Realidade versus pseudociência

COTAÇÃO: * * * (Bom)

Por Tony Tramell

"O Mau Exemplo de Cameron Post" deveria ser o segundo filme do ano a abordar a cura gay, mas se tornou o primeiro. A razão é que a distribuidora de “Boy Erased”, com Nicole Kidman, resolveu não lançar o longa. Deixando de lado especulações e polêmicas, vamos a estreia da semana. A diferença entre as duas obras, ambas são baseadas em livros de sucesso, é que “O Mau exemplo de Cameron Post” é uma ficção, embora seja baseado na experiência lésbica da diretora e no relato de jovens que passaram por esses “centros de tratamento”.

A trama gira em torno da adolescente Cameron (Chloë Grace Moretz), que no começo dos anos 90, perde os pais e passa a viver com uma tia conservadora e uma avó bem-intencionada. Flagrada aos beijos com uma rainha do baile da escola, ela é mandada para um acampamento de terapia de conversão gay.

Vencedor do grande prêmio do júri no Festival de Sundance, o filme retrata com doses de cinismo e drama a pretensão religiosa de curar as pessoas, uma “cura” para um comportamento que apenas não se enquadra na sua doutrina de fé.

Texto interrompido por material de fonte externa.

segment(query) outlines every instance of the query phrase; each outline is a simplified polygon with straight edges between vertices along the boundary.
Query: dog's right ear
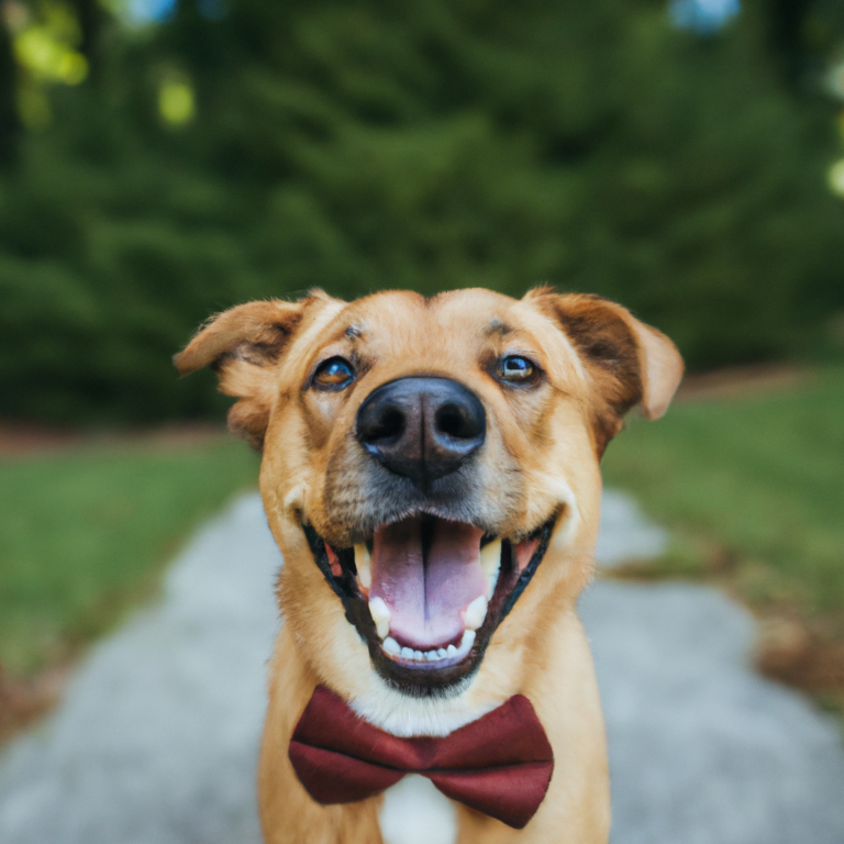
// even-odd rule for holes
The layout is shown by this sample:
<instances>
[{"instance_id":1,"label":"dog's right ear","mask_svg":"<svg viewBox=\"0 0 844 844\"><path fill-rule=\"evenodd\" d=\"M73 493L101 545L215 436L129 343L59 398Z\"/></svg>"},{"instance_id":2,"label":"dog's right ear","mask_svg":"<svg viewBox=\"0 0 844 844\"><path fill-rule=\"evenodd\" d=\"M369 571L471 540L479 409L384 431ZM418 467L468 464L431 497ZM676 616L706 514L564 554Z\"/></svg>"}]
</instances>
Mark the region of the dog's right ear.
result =
<instances>
[{"instance_id":1,"label":"dog's right ear","mask_svg":"<svg viewBox=\"0 0 844 844\"><path fill-rule=\"evenodd\" d=\"M211 366L220 391L240 399L229 411L229 429L254 448L264 434L276 398L276 364L308 310L331 298L322 291L298 302L280 299L248 302L212 316L174 357L180 375Z\"/></svg>"}]
</instances>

A diretora Desiree Akhavan realiza um ótimo filme, apenas perde a oportunidade de enveredar mais fundo pela hipocrisia absurda dessas curas milagrosas. Os pontos fortes são muitos, como um olhar com perfeição como os adolescentes agem, atenção a detalhes pequenos que valorizam o roteiro e a diversidade de personagens e as atuações marcantes do elenco (especialmente da protagonista).

O embate realidade versus pseudociência movimenta o filme até seu clímax. Em nome de Deus vale tudo, inclusive impor a culpa aos que não possuem o mesmo pensamento, e o longa retrata esse desfecho numa cena trágica e impactante. A beleza de ser jovem é poder se descobrir e, apesar do título irônico, “O Mau Exemplo de Cameron Post” permite ver esses conflitos e levar a reflexão os que ainda acreditam nessa filosofia. Décadas depois da época em que o filme se ambienta, essas instituições ainda existem forçando jovens a se enquadrarem no conceito de família tradicional. Um dos grandes acertos é a opção em não tratar superficialmente questões delicadas. Os diálogos são constantes e superam os conflitos, o que deixa o filme mais lento, mas traz pérolas inesquecíveis como “Seu nome é masculino demais” e “Vocês não tem a menor ideia do que estão fazendo?”. Desiree Akhavan tem a chance de desnudar o mundo das clínicas de cura e isso é extremamente positivo.